The Dispatch tower had walkie-talkies and telephones. It was the communication centre for the camp and the outside world. Being “flown out” meant being taken by float plane to Alert Bay, the only hospital site in the area. Woss Camp had a medic, but not for serious injuries.

Luckily, Chuck Yaroslav’s speeder hadn’t yet left the train yards for the bush, due to the lateness of Speeder 121. He arrived home by foot twenty minutes later. Jody’s ankle, now bathed in ice, was lifted with the rest of her and rushed back to the Dispatch Tower by several neighbours. There she was deposited onto a two-passenger speeder and borne three miles south to Woss Lake, where a float plain awaited. Chuck rode along, muttering reassurances. We later heard that the painkillers kicked in about halfway there, and that Jody enjoyed the flight in a foggy haze.  

speeder 121 at Woss Camp
Speeder 121

Back at Camp, kids came running from all directions, keen to hear the gory details of Jody’s fall.

“What happened?” cried Gary and Sammy from down the road.

“She was almost across the second side when she fell! It was the farthest she ever got, but then the dogs came out and scared her! You should have seen it!”

“What happened?” shrieked school pals Mary and Leslie, arriving two minutes later. Then we’d have to explain it all over again. Not that we minded. While sympathetic to Jody’s plight, everyone secretly enjoyed the shivers of shock and horror experienced upon telling and hearing the tale. It was the most exciting thing that had happened in Camp for ages.

Jody returned all smiles the next day, hobbling on crutches, her foot immobilized in a white cast and signed by hospital staff, railway engineers and loggers.
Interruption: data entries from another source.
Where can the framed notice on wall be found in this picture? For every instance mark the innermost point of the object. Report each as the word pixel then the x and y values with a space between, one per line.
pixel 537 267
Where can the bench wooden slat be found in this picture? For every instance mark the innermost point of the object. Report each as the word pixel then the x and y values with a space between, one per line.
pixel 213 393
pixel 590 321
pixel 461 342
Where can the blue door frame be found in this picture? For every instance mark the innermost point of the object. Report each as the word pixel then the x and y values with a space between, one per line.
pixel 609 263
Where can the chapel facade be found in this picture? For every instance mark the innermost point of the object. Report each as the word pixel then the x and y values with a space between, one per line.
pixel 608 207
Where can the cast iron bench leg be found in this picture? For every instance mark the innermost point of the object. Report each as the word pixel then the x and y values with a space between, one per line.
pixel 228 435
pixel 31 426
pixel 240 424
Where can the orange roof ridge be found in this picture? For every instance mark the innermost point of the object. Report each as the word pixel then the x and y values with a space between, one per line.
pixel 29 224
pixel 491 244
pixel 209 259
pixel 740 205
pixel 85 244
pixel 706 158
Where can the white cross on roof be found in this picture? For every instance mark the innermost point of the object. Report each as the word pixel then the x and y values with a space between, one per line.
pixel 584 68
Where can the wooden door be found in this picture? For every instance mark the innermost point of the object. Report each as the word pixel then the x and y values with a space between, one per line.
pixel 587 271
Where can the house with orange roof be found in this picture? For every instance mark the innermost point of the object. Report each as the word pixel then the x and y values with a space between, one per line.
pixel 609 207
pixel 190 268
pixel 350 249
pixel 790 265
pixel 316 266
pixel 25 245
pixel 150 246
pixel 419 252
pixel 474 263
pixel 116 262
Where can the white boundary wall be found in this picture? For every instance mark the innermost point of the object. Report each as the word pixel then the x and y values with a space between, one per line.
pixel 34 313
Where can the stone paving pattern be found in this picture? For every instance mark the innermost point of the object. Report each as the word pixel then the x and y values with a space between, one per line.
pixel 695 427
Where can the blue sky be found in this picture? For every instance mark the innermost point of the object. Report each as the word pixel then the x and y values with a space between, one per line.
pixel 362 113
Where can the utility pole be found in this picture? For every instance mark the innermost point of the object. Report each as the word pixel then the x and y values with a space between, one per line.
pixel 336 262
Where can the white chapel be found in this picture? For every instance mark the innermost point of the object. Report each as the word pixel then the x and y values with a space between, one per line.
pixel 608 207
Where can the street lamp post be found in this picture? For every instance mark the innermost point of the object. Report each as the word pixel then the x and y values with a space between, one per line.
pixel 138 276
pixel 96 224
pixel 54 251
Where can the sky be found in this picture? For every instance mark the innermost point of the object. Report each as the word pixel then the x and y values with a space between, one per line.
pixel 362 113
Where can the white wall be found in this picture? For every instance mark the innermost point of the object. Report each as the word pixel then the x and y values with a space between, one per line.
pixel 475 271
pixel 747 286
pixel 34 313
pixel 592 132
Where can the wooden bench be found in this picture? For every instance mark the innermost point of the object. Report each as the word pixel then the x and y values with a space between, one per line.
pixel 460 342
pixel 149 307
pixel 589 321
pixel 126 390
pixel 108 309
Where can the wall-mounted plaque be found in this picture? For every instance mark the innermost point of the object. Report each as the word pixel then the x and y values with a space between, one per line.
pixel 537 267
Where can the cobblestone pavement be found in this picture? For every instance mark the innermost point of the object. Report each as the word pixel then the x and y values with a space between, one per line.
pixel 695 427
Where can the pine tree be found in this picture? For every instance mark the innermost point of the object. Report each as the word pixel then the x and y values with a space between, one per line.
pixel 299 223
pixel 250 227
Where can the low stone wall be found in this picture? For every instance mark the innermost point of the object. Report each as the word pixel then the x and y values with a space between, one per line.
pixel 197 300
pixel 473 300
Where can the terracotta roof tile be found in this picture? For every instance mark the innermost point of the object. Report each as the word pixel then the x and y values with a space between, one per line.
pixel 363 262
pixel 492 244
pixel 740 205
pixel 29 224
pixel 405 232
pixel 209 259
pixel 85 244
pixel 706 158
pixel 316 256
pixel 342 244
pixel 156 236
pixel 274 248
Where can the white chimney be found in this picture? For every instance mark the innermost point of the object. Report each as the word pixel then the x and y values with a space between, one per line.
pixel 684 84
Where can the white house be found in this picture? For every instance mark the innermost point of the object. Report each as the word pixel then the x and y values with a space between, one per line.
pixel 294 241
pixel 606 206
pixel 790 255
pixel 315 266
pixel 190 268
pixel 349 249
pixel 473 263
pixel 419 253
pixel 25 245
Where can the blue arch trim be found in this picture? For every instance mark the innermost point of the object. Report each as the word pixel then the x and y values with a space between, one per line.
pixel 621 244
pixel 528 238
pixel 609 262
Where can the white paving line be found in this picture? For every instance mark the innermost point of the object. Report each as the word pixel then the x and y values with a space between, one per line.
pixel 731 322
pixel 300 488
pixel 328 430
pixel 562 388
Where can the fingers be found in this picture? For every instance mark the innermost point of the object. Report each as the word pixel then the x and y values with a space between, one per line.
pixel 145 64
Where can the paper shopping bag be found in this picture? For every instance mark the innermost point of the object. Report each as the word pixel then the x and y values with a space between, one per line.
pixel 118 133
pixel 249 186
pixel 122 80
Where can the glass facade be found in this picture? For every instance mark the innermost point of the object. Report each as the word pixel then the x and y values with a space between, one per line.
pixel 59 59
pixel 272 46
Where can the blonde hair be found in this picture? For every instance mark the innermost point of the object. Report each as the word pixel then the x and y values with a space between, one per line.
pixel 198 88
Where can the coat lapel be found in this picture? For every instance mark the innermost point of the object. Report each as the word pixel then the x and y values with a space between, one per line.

She became an instant heroine, all the kids clustering around to hear about the Great Fall and the float plane to the hospital in Alert Bay. Everybody wanted to sign her cast. There wasn’t a kid in Camp who didn’t envy her that plane ride. And, of course, we all got fresh lectures from our folks about camp safety.

As a result of all the fuss, at least three weeks passed before any of us dared to walk the King Kong fence again.

Three whole weeks! That was a feat as amazing as walking the fence itself.